Kid Science Experiment: Change the Baby

…so you reach for a disposable diaper.  As advertised – baby is kept dry and the “used” diaper is, well, amazingly heavy.

You toss it out, it’s gone.

Stock- Diaper Aisle

But wait!  How does the diaper HOLD all that water?

Disposable diapers have been a part of our child-rearing culture ever since Pampers were introduced in 1961 (Johnson & Johnson actually marketed disposables in 1948, but they didn’t catch on like Pampers).  And boy do we Americans  love ‘em!

Over 3.6 million tons of disposable diapers protect little American baby bottoms every year.

But back to our question:  what sort of magic keeps the water in and helps keep our little prince or princess dry?

It’s not magic, it’s just neat chemistry.  So if you’re REALLY the hands-on type, this simple little experiment is easy and fun to do. (GUITV suggests this experiment for scientists ages 6-12)
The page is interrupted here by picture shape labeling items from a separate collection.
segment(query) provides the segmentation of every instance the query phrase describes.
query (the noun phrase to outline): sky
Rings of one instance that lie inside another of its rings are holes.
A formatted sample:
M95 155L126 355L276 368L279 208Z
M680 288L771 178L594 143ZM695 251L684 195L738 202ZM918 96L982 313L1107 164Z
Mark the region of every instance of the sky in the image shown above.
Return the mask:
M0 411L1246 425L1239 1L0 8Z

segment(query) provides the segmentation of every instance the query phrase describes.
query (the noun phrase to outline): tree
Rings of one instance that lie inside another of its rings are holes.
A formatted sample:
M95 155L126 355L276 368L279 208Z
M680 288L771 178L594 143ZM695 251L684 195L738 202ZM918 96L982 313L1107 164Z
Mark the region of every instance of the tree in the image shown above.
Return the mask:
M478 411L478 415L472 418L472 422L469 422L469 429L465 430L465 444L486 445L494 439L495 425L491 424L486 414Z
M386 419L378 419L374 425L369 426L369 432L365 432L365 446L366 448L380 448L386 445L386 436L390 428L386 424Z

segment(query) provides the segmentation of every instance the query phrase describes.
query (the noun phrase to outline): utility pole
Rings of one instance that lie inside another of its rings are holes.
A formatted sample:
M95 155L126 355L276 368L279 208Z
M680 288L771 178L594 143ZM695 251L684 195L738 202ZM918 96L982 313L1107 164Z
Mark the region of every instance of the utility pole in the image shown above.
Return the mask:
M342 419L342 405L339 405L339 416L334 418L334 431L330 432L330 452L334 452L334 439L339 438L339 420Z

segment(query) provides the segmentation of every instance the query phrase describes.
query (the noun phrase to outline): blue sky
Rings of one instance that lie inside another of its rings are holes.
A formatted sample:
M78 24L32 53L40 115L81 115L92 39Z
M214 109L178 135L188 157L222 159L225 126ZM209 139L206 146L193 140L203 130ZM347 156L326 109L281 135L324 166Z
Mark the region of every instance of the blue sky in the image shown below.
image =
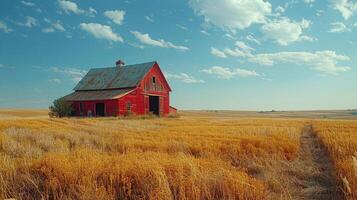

  • Clear a little counter or smooth table-top space and lay out a single sheet of newspaper (not multiple sheets, just one sheet without tears).  Have a small empty disposable paper or plastic drinking cup nearby.
  • Take a new, unused disposable like Pampers or Huggies (or even Depends!), while holding it over your paper, slowly tear it open.  You can give a gentle shake as you tear, and you’ll see a white powder falling on your paper.
  • The more times you tear, the more white powder will fall out.  The soft stuffing inside is full of it.   Don’t worry, it won’t hurt you – keep tearing to gather more.
  • When you have at least a teaspoon full of white powder (the more the merrier), carefully lift up your paper and use it to pour the powder into your small disposable cup.  Don’t use your permanent glassware:   while this powder is NOT toxic or destructive (after all, it’s next to baby’s sensitive skin!) when we’re done, you’ll toss out the cup and contents.
  • Now it’s time for the big test:  fill your cup to about 2/3 full with water (either right from the tap or poured from another cup – don’t use cold refrigerated water – it slows everything down).  What happens?

The water you pour in the cup immediately turns into a gelatin-like solid.  You’ll be amazed at how fast this works.  It’s okay to touch it and even press your finger into it.  You shouldn’t eat or drink it, however, and be sure it’s securely tossed away when you’re done.

That’s how the diaper does the job:  the white powder consumes over 800 times its volume in water – which means it can hold a whole lot!  More than a baby can dish out…usually.